A job candidate today called our attention to a study called "Educating Lawyers: Preparation for the Profession of Law" by the Carnegie Foundation for the Advancement of Teaching. The study observes—and this is hardly a secret—that "legal education typically pays relatively little attention to direct training in professional practice." In this regard, law school is unlike other postgraduate education, particularly medical school. My understanding is that after a year or two of medical school, medical students actually know how to do some real, useful, professional things—say, how to set a broken bone. A second year law student, by contrast, might have no idea how to file an actual complaint or interview a client. The Carnegie study suggests that law schools need an "integrated curriculum" that teaches doctrine, skills, and ethics, and in which all faculty teach both doctrinal and practical courses.
Sounds lovely, doesn't it? People are always encouraging change in law school education. And it's not that the Carnegie study's suggestions are so bad. But I do have two fundamental problems with them.
First of all, I have always disagreed with critics who complain that law school is disconnected from the development of actual legal practice skills. It's not that the critics are substantively incorrect—law school is rather disconnected from actual legal practice skills—but I have never regarded that as a terrible problem. A lawyer has her whole life to learn how to practice. But never again will she have the luxury of taking the time necessary to think about big theoretical and doctrinal issues. A lot of legal practice is a continual series of meeting deadlines. The three years of law school are a magical opportunity to think about issues. Sure, lawyers think about issues too, but rarely with the time and breadth available in law school. I regard that as good, not bad.
A second fundamental issue with the Carnegie report and with other big-picture plans to revamp law school is that the incentives are all wrong. I'm willing to assume that some of the suggestions in the Carnegie report could improve student experiences (although I didn't see much data to support this claim). But it would be a lot of work. And it would be a lot of work related to teaching. And work related to teaching is not rewarded.
That's a fundamental problem with legal education. I happen to teach at a school that takes teaching more seriously than any other school I know of the same or better quality. We have a culture of working hard at teaching and doing it well. I'll match my teaching evaluations against anybody's. And teaching well is intrinsically satisfying; I enjoy doing it. But the career value? Basically, zero. It certainly does nothing for one's reputation in the legal academy generally. People at other schools can't even observe your teaching; they can only read your scholarship. Indeed, some people seem to think that if you're a really good teacher, that's a negative, because it means you must not be spending enough time on scholarship.
So I would say that the Carnegie study's suggestions can't possibly be achieved without a fundamental change in the reward system for legal academics.
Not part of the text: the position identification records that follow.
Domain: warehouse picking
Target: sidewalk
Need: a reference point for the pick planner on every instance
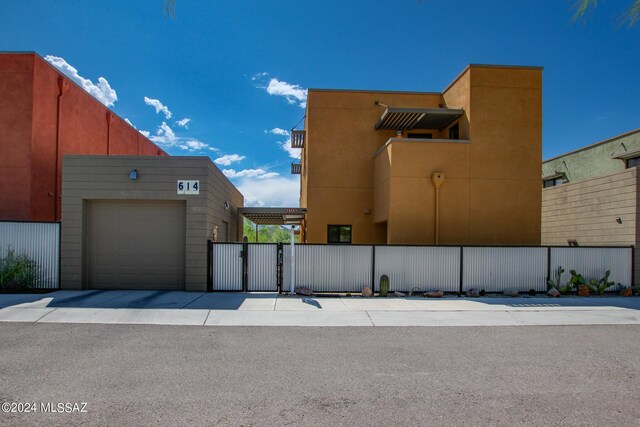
(231, 309)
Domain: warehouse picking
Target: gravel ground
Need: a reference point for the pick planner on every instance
(168, 375)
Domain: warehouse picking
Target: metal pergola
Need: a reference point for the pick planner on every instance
(274, 216)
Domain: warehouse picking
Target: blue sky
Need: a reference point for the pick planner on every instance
(238, 69)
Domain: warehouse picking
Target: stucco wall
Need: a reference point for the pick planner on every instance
(594, 160)
(587, 211)
(106, 178)
(16, 106)
(30, 176)
(343, 183)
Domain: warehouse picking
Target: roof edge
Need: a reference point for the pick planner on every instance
(595, 144)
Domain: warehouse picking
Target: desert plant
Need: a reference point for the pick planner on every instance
(17, 271)
(599, 286)
(384, 285)
(557, 279)
(576, 279)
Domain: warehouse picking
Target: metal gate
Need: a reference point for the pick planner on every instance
(245, 267)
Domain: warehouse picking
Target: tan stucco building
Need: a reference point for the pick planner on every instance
(371, 162)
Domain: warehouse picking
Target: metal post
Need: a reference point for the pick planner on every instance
(293, 262)
(209, 266)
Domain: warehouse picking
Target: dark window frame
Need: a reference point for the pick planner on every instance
(417, 135)
(553, 182)
(454, 131)
(339, 227)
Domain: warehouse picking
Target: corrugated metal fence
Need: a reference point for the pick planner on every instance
(349, 268)
(40, 241)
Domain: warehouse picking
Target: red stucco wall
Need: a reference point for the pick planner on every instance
(32, 146)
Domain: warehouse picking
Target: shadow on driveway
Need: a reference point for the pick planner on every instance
(267, 301)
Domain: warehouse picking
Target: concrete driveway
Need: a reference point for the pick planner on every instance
(270, 309)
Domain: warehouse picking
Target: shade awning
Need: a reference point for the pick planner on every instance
(418, 118)
(274, 216)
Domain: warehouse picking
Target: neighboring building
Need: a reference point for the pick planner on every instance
(127, 223)
(591, 196)
(593, 161)
(43, 116)
(457, 167)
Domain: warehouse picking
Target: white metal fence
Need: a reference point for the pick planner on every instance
(226, 267)
(40, 242)
(349, 268)
(593, 263)
(424, 267)
(497, 269)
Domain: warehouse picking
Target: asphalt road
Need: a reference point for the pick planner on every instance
(168, 375)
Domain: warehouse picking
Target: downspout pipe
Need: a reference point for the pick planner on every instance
(63, 86)
(437, 178)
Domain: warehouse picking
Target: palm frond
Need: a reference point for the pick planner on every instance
(582, 7)
(632, 15)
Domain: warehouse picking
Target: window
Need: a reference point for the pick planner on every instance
(420, 135)
(454, 131)
(339, 234)
(552, 182)
(633, 162)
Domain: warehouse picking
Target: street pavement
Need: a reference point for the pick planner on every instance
(269, 309)
(195, 375)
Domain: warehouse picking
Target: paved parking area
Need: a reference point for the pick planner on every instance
(173, 375)
(268, 309)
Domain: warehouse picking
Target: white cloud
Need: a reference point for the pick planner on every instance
(194, 145)
(183, 123)
(294, 94)
(101, 91)
(251, 173)
(159, 106)
(166, 136)
(270, 191)
(278, 131)
(227, 159)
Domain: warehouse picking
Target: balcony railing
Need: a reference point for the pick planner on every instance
(296, 168)
(297, 138)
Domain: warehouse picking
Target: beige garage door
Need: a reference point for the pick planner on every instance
(136, 244)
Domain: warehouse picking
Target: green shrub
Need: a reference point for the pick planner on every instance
(599, 286)
(17, 272)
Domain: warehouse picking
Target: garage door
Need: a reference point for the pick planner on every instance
(136, 244)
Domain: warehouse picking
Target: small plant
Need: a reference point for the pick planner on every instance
(384, 285)
(598, 287)
(576, 279)
(557, 279)
(626, 291)
(17, 272)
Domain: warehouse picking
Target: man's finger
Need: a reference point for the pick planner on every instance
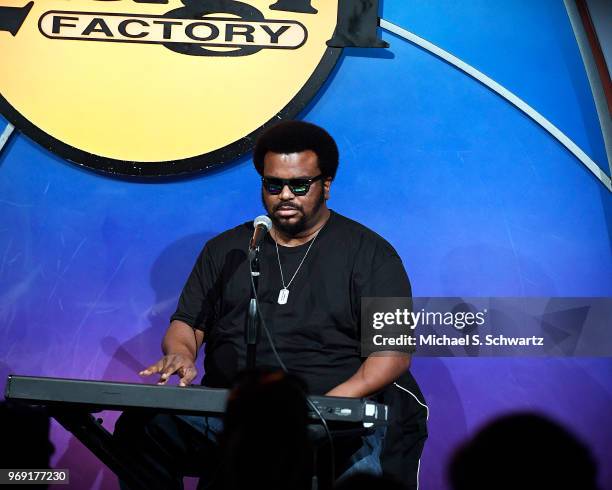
(169, 370)
(188, 376)
(152, 369)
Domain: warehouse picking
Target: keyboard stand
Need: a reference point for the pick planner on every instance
(89, 430)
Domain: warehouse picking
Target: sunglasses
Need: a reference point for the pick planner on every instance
(298, 187)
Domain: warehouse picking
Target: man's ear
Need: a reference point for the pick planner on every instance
(326, 187)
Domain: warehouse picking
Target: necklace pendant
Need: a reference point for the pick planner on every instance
(283, 295)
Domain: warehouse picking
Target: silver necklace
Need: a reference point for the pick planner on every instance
(283, 294)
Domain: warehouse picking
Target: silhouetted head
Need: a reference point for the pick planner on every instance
(523, 451)
(265, 441)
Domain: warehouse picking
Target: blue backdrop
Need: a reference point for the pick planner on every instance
(477, 199)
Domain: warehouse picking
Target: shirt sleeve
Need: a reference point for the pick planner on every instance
(197, 305)
(383, 276)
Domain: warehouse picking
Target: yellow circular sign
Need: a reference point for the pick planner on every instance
(159, 87)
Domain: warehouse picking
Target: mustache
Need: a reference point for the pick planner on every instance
(287, 205)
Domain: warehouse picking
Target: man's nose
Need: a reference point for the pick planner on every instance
(286, 193)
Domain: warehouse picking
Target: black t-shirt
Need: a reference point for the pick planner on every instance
(316, 332)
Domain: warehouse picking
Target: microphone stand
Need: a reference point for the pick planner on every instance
(251, 330)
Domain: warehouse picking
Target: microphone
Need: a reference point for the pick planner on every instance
(262, 225)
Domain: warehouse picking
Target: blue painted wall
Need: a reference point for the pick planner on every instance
(477, 199)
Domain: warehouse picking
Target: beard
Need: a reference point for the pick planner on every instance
(295, 227)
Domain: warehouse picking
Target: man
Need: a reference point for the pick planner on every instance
(315, 266)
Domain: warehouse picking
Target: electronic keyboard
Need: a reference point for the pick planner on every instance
(94, 396)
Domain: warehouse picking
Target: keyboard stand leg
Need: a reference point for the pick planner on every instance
(136, 474)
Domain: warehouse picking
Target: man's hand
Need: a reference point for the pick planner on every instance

And it's hard for me to see how that change could occur. Even if an individual school chooses to reward good teaching, it can't affect the external incentives that academia as a whole creates.
Posted 2-13-07 4:20 pm
1 comment:
I find your notion of "reward" interesting.
Long ago my former law Dean and I had a discussion about what was then called clinical studies. It was my contention that the role of the law school was to provide the theory and the law firm or Bar the training in the practice of law. I did not think of it until reading your comment, but the firm that trains well will achieve a reward because its lawyers will be more valuable. Or at least know how to bill and collect (which, come to think about it, I wish was covered by a law school class.)